This is a post that’s been rattling round in my brain for months now, I’m finally getting it down in words. Firstly, a huge shout-out to Anna Martin (@) for all the help, suggestions, proofing,… she’s given so kindly to make sure this all makes sense!
Right this has all got soooo long that I’ve split it into three parts (1) Sampling variation (2) introducing confidence intervals and (3) comparing two groups
Our NZ Stats curriculum is awesome and has developed a clear learning progression for developing (and assessing) students’ sample-to-population inferential understandings. This progression is based on work from Maxine Pfannkuch, Chris Wild, Pip Arnold and others (for example Pfannkuch, M. J., Wild, C. J., & Parsonage, R. (2012). A conceptual pathway to confidence intervals. ZDM – The International Journal of Mathematics Education, 44 (7), 899-911; Arnold, P., Pfannkuch, M., Wild, C. J., Regan, M., & Budgett, S. (2011). Enhancing students’ inferential reasoning: From hands-on to “movies”. Journal of Statistics Education, 19 (2), 1-32) and is about having clear visual cue to develop and reinforce student understanding. We are looking at what we can say about what is happening for two groups back in the population, based on samples, generally focusing on the median and mean.
I’ve popped a summary together here of how I view the learning progressions from Year 10 to Year 13, including new ideas at each level, what needs reinforcing, and “watch-fors” (Year 10, Level 1 Multivariate data 91035, Level 2 Inference 91264, Level 3 Formal Inference 91582).

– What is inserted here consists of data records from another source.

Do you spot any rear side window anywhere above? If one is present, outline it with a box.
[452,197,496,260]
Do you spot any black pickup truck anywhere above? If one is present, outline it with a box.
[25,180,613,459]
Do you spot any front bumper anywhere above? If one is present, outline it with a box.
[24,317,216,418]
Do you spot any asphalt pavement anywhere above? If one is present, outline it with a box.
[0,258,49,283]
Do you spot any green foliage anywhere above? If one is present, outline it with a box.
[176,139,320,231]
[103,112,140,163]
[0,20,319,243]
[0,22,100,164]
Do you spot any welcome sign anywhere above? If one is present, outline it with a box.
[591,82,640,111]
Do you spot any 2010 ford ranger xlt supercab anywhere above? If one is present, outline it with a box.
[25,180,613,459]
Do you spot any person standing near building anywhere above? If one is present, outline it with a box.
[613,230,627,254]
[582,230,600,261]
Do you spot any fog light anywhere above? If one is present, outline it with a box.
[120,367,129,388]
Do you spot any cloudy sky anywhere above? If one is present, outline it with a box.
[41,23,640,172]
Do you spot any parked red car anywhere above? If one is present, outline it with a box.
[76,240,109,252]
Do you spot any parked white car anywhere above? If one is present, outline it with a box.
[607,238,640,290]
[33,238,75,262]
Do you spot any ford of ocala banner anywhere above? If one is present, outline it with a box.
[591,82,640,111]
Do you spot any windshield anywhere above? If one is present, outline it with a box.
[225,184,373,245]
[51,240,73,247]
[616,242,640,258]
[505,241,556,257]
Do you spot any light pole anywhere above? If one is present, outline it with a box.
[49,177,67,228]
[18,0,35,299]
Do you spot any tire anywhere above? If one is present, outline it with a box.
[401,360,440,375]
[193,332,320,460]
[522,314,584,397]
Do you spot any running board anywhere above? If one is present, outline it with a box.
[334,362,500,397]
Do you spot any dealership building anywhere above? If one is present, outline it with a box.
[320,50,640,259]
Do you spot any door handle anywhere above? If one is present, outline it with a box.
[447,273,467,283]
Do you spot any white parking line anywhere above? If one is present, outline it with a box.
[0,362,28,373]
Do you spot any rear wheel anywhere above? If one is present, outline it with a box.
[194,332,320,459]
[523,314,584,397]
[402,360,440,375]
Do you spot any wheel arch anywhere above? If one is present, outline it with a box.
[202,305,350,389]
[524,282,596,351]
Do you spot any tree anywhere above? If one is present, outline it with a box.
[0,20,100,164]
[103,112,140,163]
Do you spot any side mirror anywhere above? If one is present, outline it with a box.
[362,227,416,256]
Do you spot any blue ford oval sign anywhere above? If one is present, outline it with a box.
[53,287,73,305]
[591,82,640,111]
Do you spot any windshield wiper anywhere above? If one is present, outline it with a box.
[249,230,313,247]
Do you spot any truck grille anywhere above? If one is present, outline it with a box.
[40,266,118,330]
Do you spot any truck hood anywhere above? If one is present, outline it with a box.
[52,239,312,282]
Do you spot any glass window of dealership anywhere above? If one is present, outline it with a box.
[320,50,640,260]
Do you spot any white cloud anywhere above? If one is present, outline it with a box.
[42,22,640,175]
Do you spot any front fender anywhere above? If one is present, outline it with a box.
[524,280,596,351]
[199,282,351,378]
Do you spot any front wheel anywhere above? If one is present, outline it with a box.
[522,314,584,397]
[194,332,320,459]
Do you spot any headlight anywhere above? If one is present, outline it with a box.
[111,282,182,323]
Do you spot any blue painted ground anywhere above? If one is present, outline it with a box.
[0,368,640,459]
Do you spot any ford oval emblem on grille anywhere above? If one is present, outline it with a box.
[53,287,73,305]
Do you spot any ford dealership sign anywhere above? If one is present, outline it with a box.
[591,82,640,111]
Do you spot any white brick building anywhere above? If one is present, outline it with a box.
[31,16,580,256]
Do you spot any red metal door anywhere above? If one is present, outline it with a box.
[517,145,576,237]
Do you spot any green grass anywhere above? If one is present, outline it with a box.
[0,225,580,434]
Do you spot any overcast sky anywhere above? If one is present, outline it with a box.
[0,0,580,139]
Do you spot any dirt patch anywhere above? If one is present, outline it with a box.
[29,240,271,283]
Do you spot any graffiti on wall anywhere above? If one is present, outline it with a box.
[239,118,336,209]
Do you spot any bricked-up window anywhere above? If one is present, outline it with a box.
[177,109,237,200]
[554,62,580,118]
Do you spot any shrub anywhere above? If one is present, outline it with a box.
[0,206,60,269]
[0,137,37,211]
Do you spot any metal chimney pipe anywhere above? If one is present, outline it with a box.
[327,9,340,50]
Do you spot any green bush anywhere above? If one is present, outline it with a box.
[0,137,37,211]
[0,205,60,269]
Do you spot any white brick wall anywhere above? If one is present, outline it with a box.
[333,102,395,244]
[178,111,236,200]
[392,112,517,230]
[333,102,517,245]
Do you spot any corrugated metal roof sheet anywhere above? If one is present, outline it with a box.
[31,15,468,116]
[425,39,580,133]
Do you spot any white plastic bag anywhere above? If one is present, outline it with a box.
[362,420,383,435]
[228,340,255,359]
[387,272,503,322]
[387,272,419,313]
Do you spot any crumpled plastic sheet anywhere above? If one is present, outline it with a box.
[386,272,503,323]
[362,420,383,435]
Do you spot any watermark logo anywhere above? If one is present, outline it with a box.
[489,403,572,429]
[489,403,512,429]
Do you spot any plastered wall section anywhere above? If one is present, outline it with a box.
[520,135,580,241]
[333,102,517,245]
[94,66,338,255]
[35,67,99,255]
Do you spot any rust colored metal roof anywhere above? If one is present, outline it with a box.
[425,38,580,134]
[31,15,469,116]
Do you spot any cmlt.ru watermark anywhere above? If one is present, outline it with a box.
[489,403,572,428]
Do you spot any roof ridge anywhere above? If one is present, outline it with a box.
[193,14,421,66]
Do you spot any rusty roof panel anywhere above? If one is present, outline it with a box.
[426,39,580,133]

Please let me know if it’s helpful, ask for clarification, play spot the errors etc. But… after teaching these progressions again this year, across all three levels (and still going!) there are some common themes and sticking points for students (and teachers). Here’s my thinking on it.
Sampling variation: The variation in a sample statistic from sample to sample.
This is a BIG IDEA concept that we start developing in Year 10 with our students, repeat and build upon for the next three years. Initially I look at this in a one sample situation with students. Key teaching activities and tools are listed below (with links where possible):
- Students in class each take a random sample from the same population (bag of data cards each) of size n (usually about 30). After a dot plot, box plot and calculating summary statistics (usually median), they then use their sample to answer the investigative (summary) question – for example “What is the median height of doozers from Fraggle Rock?”. Students notice that everyone’s samples are similar but different – they SEE sampling variation. Collect summary statistics (usually lower quartile, median, upper quartile) from each sample into a class graph. Students can SEE sampling variation in the summary statistics. Links for these activities can be found here (Yr10 Karakare College population), here (Yr12, Kiwis population), here (Yr13, Pugs-in-Costumes-on-the-internet populations or Doozers).
These are some samples from Karekare College – our next step would be to create box plots above the dot plots.
- Chris Wild has animations here which track the median and middle 50% for repeated samples, reinforcing what you have done by hand.
- iNZight had dynamic plots collecting the distribution in means or medians from repeated sampling
- Finally (and most often!) I do a lot of hand-waving…. firstly the simple situation of one sample where my hand is capturing sample median from repeated sampling (that is – its tracking the equivalent of the blue line in Wild’s animations above)
The impact of sample size (NZ Curriculum Level 6 (Year 11-ish) onwards)…
The activities above can all be adapted to compare sampling variation with different sample sizes. This year I also had students using the Kiwis population in Excel, combined with a random number to take larger samples. The excel file is here if you want it (full lesson details are here near the bottom of the page), and the pictures of my class collection of repeated samples of different sizes are pictured below. In this picture, the middle 50% (box) is shown, with the green section being from the lower quartile to the median, the median is in pink and the blue section is from the median to the upper quartile. This clearly shows that sampling variation gets less when you have larger sample sizes. Please note that there are 700 kiwis in our population so when you are sampling 400 it is a large proportion of the population.
Hand-waving sampling variation with a change in sample size:
- Take your left hand, have it track the change in sample medians for repeated sampling of size 30. Got it? Okay, now…
- Take your right hand (don’t stop that left hand!), and have it track the change in sample medians for repeated sampling of size 300…
- Okay – you’re laughing (or your students are) as it’s quite tricky to have your hands waving differently but… the point is (really easily, visually, laughably) reinforced that with larger samples the sampling variation is reduced.